Tout ce que viens décrire, n'est possible qu'en introduisant le concept de crédit-droit, des droits qui sont accordés à chacun en fonction de conditions qui sont requises, sachant que la condition requise pour avoir le droit de manger et d'habiter est nulle, et que cette condition peut s'élever de manière beaucoup plus drastique quand il s'agit de polluer ou de provoquer l'entropie. (il y a forcément des moments où ça doit avoir lieu).

-

Si on veut prétendre avoir créé un « état de Droit », il faut nécessairement y inclure les moyens d'action de ses citoyens, avoir prévu ce à quoi ils peuvent accéder, et avoir établit les règles qui accordent et qui prive de ces droits.

Si on voit les choses de cette manière, énormément de problèmes peuvent être résolus.
Le paradigme est assez gigantesque, et à la fois d'une simplicité extrême (assez pour que l'idée soit percutante et facile à retenir et à comprendre), puisqu'il ne s'agit plus de donner 100 de Droits à tout le monde, ensuite minorés par un système de l'argent qui est très injustement réparti, mais directement d'accorder des droits précis à chacun des citoyens, d'énumérer tous ces droits, et d'affecter à chacun d'eux les conditions qui font qu'ils peuvent être accordés ou non.

Cela signifie, au niveau anthropologique, que l'égalité de Droits n'est plus le fait d'une stupide égalité mathématique inconséquente, qui accorde des droits illégitimes à certains alors qu'elle les confisque à d'autres, sous prétexte que ces droits doivent être les mêmes pour tous malgré que chacun est différent,
il s'agit de faire que les droits soient accordés en fonction de raisons et de motifs qui eux, sont uniques et génériques.

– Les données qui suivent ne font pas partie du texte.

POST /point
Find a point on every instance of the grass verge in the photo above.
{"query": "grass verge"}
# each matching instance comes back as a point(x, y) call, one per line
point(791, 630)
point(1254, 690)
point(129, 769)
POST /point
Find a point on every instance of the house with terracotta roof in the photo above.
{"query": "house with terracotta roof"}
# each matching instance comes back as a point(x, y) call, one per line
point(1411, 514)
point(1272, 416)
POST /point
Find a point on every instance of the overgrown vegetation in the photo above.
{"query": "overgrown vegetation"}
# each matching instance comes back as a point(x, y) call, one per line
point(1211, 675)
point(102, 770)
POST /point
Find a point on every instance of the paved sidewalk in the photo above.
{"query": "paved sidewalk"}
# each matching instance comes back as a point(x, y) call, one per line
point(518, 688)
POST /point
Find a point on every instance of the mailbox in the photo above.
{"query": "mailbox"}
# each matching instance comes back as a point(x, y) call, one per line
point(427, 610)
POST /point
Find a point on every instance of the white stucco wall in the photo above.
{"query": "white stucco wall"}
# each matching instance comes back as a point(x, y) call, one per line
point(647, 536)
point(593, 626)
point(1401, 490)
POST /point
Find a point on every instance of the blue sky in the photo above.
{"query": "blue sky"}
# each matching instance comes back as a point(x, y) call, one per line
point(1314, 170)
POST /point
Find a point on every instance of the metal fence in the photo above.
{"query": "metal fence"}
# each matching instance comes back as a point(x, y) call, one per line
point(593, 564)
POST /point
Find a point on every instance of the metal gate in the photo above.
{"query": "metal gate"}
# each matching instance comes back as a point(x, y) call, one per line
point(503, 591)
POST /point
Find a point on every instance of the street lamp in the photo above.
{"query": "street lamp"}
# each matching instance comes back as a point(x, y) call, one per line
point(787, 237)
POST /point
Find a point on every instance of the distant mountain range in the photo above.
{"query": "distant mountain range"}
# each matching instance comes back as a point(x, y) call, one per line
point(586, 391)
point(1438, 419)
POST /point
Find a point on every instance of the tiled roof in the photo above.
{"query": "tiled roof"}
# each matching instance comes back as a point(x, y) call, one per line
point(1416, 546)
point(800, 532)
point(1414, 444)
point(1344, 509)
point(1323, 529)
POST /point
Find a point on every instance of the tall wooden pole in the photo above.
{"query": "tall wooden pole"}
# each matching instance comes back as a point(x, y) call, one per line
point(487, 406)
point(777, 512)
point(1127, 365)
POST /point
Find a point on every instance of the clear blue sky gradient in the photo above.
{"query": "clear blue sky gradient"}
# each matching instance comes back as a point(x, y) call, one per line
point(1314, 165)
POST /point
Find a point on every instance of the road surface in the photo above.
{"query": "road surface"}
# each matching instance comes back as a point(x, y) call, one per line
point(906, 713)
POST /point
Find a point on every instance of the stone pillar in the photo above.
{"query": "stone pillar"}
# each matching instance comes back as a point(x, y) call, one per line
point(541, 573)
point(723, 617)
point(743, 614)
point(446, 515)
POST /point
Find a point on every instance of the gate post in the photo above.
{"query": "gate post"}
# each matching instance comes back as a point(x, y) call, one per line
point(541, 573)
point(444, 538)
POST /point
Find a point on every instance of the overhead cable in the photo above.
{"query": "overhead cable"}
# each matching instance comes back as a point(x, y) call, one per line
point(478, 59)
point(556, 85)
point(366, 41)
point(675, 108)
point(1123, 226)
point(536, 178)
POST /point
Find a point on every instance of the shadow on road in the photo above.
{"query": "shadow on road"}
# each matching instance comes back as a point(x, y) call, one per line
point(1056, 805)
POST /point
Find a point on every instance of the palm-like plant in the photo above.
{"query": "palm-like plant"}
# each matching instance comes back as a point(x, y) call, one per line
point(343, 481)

Ensuite, le résultat de cette opération qui vérifie la validité d'un droit fait que chaque citoyen ou entreprise obtient ou se voit refuser des droits, et surtout, c'est cela le plus important, que cette décision soit motivée par des raisons qui sont tout ce qu'il y a de plus rationnelles, ou au moins collectives et ouvertes à la discussion.

Au niveau systémique on peut dire qu'on intercale un algorithme entre deux fonctions, entre la loi et l'utilisateur on place un interrupteur, qui est motivé par des raisons.
Cela fera que les lois ne seront plus écrites de la même manière, puisque le texte de loi sera nécessairement accompagné des raisons qui la motive, pour qu'ensuite on puisse établir les conditions qui la permettent.
C'est à dire que le système gagne en complexité et en précision.

De ce fait il est très facile d'imaginer les conséquences que cela pourrait avoir sur le monde, si son niveau d'organisation augmente de façon flagrante (grâce à un paradigme simple à comprendre)0, alors l'énergie humaine sera d'autant mieux canalisée pour agir positivement sur le devenir de l'humanité.